Il semble plus probable que Netanyahu ait réellement souhaité nommer Sharvit – un homme qui, dans une autre affaire judiciaire sensible, celle des sous-marins allemands, lui avait exprimé son soutien. Mais il aurait été surpris, voire déstabilisé, par la virulence de l’opposition interne que cette nomination a suscitée.
Quelle qu’en soit la raison, ces manœuvres politiciennes autour de la direction d’une institution cruciale de sécurité nationale suscitent une inquiétude légitime. Le rôle du Shin Bet est de protéger la vie des Israéliens. Aux côtés de Tsahal, et sous l’autorité du gouvernement Netanyahu, l’agence a pourtant failli le 7 octobre, lors de l’attaque du Hamas. Chaque semaine, elle déjoue des dizaines de tentatives d’attentats ou de complots terroristes. Le choix de son directeur devrait relever d’un impératif d’intérêt national, mûri, réfléchi, et en aucun cas dicté par le calcul politique.
Un énorme coup de bluff
Mercredi matin, Netanyahu était de retour dans la même salle d’audience de Tel-Aviv, interrogé une nouvelle fois par son avocat Me Hadad dans le cadre de son procès pour corruption.

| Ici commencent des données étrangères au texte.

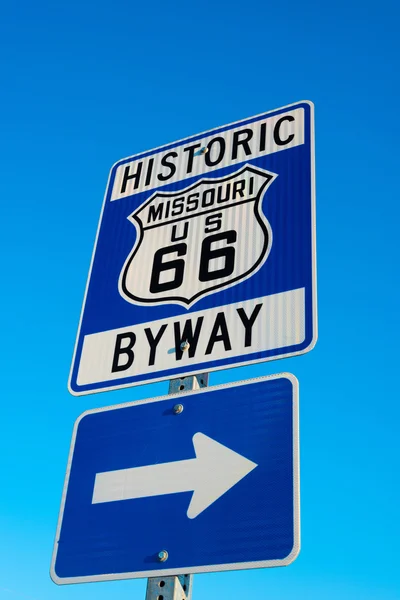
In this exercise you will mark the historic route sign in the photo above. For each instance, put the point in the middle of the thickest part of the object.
(211, 240)
(212, 487)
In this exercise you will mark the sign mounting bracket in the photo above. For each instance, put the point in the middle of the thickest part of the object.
(177, 587)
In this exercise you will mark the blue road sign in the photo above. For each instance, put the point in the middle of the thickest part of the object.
(213, 487)
(209, 240)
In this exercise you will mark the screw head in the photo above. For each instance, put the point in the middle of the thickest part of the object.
(185, 346)
(162, 556)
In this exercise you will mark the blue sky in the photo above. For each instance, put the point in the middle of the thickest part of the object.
(85, 84)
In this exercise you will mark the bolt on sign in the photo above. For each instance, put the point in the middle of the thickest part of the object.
(204, 257)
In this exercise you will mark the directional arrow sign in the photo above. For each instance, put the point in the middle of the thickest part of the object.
(216, 486)
(214, 471)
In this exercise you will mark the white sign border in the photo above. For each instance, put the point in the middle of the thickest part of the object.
(184, 569)
(202, 368)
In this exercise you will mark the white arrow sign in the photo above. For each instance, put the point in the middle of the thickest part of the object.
(211, 474)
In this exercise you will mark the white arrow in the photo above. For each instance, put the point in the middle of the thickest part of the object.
(211, 474)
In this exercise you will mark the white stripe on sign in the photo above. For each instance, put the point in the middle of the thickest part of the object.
(256, 325)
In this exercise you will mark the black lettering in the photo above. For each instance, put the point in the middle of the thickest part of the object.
(154, 213)
(277, 138)
(219, 325)
(149, 171)
(176, 266)
(227, 194)
(153, 341)
(213, 223)
(207, 157)
(238, 188)
(251, 186)
(119, 350)
(211, 193)
(190, 149)
(248, 322)
(187, 334)
(128, 176)
(263, 130)
(170, 165)
(248, 134)
(194, 202)
(175, 237)
(177, 206)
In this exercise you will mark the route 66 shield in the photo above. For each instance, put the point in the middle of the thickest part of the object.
(206, 237)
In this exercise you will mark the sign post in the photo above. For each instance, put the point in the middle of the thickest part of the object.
(176, 587)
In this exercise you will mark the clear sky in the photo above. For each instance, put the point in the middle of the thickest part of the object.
(87, 83)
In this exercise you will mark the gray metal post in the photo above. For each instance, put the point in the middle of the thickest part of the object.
(177, 587)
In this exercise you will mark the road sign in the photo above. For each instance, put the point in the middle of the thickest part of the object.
(155, 490)
(209, 240)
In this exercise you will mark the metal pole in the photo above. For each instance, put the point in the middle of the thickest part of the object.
(177, 587)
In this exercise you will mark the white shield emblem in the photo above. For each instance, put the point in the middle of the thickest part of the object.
(204, 238)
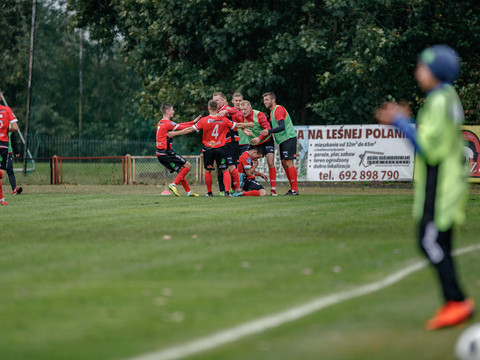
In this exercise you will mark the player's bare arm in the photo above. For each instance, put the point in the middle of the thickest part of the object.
(171, 134)
(243, 125)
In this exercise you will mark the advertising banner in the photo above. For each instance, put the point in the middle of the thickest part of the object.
(357, 153)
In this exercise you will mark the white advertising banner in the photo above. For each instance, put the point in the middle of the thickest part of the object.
(356, 153)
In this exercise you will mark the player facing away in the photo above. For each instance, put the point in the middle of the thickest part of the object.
(247, 164)
(8, 122)
(169, 158)
(231, 145)
(440, 173)
(285, 136)
(214, 136)
(260, 123)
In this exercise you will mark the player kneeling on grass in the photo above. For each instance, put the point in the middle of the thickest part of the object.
(169, 158)
(248, 163)
(214, 136)
(8, 122)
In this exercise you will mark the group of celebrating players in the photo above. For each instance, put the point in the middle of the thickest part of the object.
(234, 138)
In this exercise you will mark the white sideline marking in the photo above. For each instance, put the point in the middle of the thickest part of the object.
(268, 322)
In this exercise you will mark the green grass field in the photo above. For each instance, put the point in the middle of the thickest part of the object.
(114, 272)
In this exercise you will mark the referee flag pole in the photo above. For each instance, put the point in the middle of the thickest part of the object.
(29, 93)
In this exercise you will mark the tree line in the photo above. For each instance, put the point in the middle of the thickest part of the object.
(329, 62)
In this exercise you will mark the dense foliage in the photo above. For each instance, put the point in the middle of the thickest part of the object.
(330, 61)
(108, 103)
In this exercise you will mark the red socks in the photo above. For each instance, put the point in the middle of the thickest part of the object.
(181, 175)
(272, 174)
(227, 180)
(236, 179)
(291, 173)
(208, 180)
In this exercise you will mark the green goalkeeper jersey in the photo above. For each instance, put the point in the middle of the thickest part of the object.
(441, 146)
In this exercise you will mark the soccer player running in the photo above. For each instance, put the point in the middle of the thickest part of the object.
(440, 179)
(8, 123)
(285, 136)
(247, 164)
(260, 123)
(169, 158)
(231, 146)
(214, 136)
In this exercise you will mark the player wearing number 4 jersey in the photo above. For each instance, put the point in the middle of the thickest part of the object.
(169, 158)
(214, 129)
(8, 122)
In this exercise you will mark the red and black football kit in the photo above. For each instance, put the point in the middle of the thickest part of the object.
(165, 155)
(231, 147)
(250, 185)
(214, 137)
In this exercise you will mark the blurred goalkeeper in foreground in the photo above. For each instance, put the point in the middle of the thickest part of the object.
(440, 172)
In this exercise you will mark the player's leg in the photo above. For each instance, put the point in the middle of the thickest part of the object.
(436, 245)
(208, 163)
(251, 188)
(288, 152)
(272, 171)
(235, 177)
(3, 165)
(221, 187)
(11, 173)
(222, 165)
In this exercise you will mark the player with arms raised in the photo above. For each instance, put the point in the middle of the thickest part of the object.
(8, 122)
(260, 123)
(285, 136)
(169, 158)
(231, 146)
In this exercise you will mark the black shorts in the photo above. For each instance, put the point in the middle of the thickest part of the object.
(251, 184)
(288, 149)
(215, 155)
(268, 147)
(243, 148)
(3, 158)
(232, 152)
(171, 160)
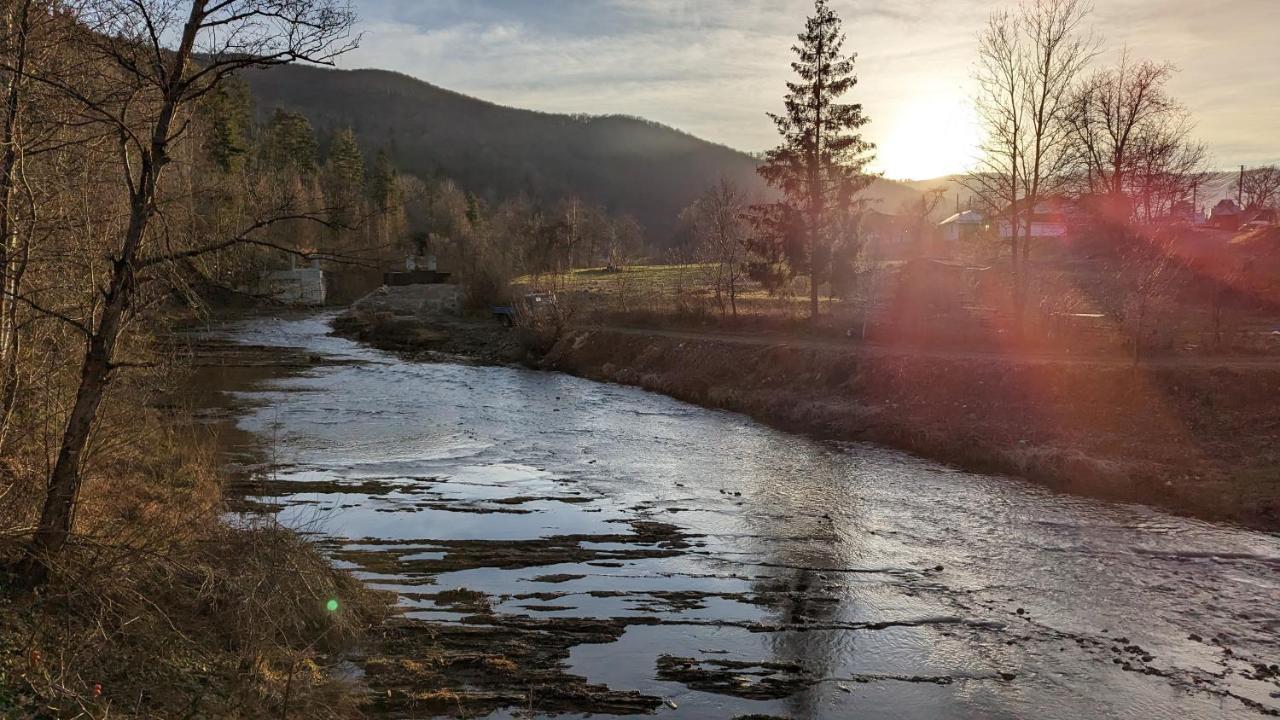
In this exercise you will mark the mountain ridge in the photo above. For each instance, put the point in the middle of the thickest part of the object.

Interpellé par les journalistes au sujet du Qatargate, il a balayé l’affaire, la qualifiant de « bluff monumental ».

On ne peut que l’espérer.
Car les accusations selon lesquelles des collaborateurs du Premier ministre auraient servi de vitrine à un État qui, pour dire les choses crûment, ne verrait pas d’un mauvais œil la destruction d’Israël, et qu’ils auraient influencé l’opinion publique, voire la stratégie du gouvernement dans sa lutte contre le Hamas et pour la libération des otages, sont presque trop horribles pour être envisagées.

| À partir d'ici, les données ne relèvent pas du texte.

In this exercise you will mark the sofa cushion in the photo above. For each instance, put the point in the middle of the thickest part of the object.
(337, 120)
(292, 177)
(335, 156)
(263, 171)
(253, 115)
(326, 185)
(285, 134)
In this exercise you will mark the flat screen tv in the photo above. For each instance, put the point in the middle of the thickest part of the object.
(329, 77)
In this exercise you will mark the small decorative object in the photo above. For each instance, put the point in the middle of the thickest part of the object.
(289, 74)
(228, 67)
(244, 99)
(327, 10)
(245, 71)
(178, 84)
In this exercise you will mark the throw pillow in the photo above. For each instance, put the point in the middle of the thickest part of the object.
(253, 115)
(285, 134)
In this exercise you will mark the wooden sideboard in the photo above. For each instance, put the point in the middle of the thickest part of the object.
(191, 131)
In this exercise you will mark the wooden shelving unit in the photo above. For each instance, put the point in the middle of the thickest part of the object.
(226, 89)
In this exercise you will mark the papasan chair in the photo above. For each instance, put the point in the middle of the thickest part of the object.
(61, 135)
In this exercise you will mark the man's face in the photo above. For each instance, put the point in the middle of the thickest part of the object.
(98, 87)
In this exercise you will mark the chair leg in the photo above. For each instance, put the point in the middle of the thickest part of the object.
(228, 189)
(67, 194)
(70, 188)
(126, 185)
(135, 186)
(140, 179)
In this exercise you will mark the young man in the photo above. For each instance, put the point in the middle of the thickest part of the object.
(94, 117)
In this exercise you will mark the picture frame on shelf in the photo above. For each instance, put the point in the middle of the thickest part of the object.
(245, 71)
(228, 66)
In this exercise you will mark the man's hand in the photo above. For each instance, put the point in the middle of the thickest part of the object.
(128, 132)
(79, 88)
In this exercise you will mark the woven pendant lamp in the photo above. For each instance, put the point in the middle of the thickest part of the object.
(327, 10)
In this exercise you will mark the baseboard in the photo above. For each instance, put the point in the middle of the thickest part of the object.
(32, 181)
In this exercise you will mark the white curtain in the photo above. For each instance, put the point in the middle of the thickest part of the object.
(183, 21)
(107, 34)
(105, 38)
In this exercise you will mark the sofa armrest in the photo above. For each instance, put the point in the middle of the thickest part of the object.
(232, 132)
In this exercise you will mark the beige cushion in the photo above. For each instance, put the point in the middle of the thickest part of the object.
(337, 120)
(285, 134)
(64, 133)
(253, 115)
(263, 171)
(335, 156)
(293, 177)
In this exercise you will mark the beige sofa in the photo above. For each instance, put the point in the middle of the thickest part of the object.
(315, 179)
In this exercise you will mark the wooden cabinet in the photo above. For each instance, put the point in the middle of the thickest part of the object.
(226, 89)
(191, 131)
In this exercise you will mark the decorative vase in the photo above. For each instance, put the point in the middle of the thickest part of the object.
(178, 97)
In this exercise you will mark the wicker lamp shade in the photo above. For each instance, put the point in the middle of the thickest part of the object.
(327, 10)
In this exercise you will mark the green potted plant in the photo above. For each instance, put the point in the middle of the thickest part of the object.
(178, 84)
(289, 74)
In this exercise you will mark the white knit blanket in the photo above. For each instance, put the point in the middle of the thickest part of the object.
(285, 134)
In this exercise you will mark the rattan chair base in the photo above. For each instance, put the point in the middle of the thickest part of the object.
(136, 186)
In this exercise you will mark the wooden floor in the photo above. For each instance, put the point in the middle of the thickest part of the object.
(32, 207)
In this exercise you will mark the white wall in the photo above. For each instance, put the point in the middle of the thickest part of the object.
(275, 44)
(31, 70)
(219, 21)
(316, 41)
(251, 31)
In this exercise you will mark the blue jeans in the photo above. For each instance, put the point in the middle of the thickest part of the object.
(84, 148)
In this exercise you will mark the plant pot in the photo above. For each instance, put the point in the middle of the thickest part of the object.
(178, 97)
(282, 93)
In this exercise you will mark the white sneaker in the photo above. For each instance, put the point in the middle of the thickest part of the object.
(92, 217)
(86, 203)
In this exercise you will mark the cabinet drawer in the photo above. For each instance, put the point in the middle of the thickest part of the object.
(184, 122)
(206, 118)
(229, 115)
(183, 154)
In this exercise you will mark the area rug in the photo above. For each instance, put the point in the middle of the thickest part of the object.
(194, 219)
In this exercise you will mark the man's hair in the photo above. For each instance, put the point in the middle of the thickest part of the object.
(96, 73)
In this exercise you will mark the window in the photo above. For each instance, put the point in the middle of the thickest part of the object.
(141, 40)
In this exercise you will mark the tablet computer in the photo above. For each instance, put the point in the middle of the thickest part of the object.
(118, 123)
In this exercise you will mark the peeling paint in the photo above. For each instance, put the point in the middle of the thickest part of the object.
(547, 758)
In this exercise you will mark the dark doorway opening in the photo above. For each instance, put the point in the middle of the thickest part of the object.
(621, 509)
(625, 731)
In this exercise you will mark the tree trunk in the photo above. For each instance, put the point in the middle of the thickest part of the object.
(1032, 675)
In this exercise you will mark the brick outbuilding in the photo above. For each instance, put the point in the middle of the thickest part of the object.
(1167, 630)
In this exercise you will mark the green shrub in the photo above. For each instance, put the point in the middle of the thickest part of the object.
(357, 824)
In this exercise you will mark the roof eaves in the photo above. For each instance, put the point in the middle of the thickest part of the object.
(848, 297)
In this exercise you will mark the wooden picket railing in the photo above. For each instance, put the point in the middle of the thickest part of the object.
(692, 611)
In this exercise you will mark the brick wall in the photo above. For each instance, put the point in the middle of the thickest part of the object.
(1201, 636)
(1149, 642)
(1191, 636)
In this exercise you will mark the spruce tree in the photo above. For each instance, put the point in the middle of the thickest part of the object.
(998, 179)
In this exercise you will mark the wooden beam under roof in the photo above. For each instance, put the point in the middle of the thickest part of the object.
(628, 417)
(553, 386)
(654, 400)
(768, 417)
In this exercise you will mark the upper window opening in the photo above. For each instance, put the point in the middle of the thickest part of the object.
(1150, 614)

Le problème, c’est que Netanyahu rejette ces soupçons d’un revers de main. Il martèle que les enquêteurs de la police, les dirigeants du Shin Bet, le parquet et une grande partie du système judiciaire agissent de concert pour l’évincer. Et il persiste à présenter comme crédible l’idée qu’un « État profond bureaucratique » conspirerait contre lui — alors même qu’il est au pouvoir depuis plus de 14 des 16 dernières années.
« Tout cela est insensé », a déclaré Yair Cherki.
Mais insensé est encore bien loin de décrire la situation.